The Art of Chemistry is a companion to Arthur Greenberg's earlier book, A Chemical History Tour (Wiley, 2000), and again he offers us a selection from his unique collection of historical material. If you enjoyed the earlier book, which I did, then you will enjoy this as well. It should appeal to chemists, historians and artists, particularly those who are fascinated by alchemy and how this base science was transmuted into the gold of chemistry.

The 71 essays are lavishly illustrated with page after page of reproductions that capture the chemical mood of the time, with Greenberg providing the necessary commentary. A few chapters merely whet the appetite without satisfying it. The one entitled 'Secrets of a Lady Alchemist' concerns Marie Meurdrac, who was the first woman to write a book on chemistry, which was published in 1656, but the coverage is all too brief. So too is 'A Promising President', which gave me a glimpse of unexpected depths to former US president Herbert Hoover.

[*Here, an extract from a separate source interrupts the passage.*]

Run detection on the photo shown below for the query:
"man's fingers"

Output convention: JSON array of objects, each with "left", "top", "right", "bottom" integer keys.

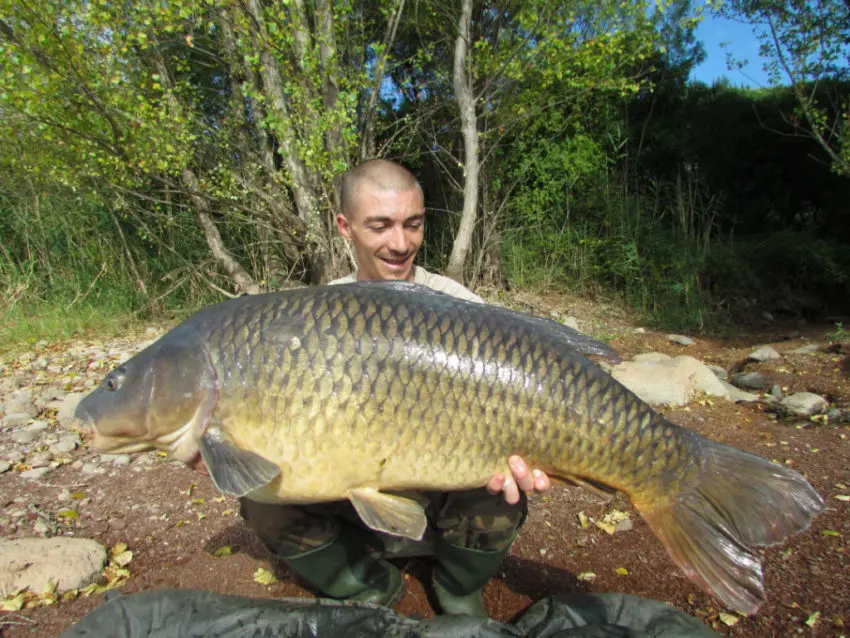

He did a scholarly translation of a 1556 book by Georgius Agricola, De re metallica (Of Things Metallic), from Latin into English.

While those essays left me hungry for more, they are the exception — most of them provide a meaty meal. I particularly enjoyed the one on William Prout's hypothesis of 1815, in which he theorized that all elements are derived from hydrogen. This theory was seen as demonstrably wrong in the nineteenth century: if hydrogen's atomic weight is 1, how can chlorine's be 35.5? Nevertheless, his hypothesis explained why most atomic weights are integral numbers, and it was indeed prophetic. A century later, chemists learned that an element is identified by the number of protons in its nucleus and, as hydrogen's nucleus is a single proton, it can be seen as the element of the elements.

In a book that is largely pictures, one might expect the accompanying text to be merely an add-on, but The Art of Chemistry is well written and peppered with Greenberg's witty comments and cynical asides, providing light relief along the way, although some are more toe-curling than amusing. Sometimes his remarks require specialist knowledge, such as an understanding of baseball, because he likes to make comparisons between the achievements of great chemists and the giants of his favourite sport.

The more of the book I read, the more I kept on wanting to read, and indeed for me the more interesting essays come in the second half, culminating with the whimsically titled 'Section VIII (Some Fun)' with its articles on occult chemistry and cigarette cards of famous chemists. If your interest is alchemy then the first dozen or so essays in 'Section I (Spiritual and Mythological Roots)' and 'Section II (Stills, Cupels, and Weapons)' will be the main attraction.

In the 1950s, C. P. Snow wrote of 'two cultures' and the lack of communication between them, and it really did seem that the worlds of art and science were like oil and water: impossible to mix. They represent different, though equally valid, ways of looking at the world. But that should not prevent artists from producing works with scientific themes, or scientists from appreciating the work of artists. The two worlds have often drawn strength from each other and The Art of Chemistry proves that it can be done. I hope that it will encourage those who are currently struggling to meld the two.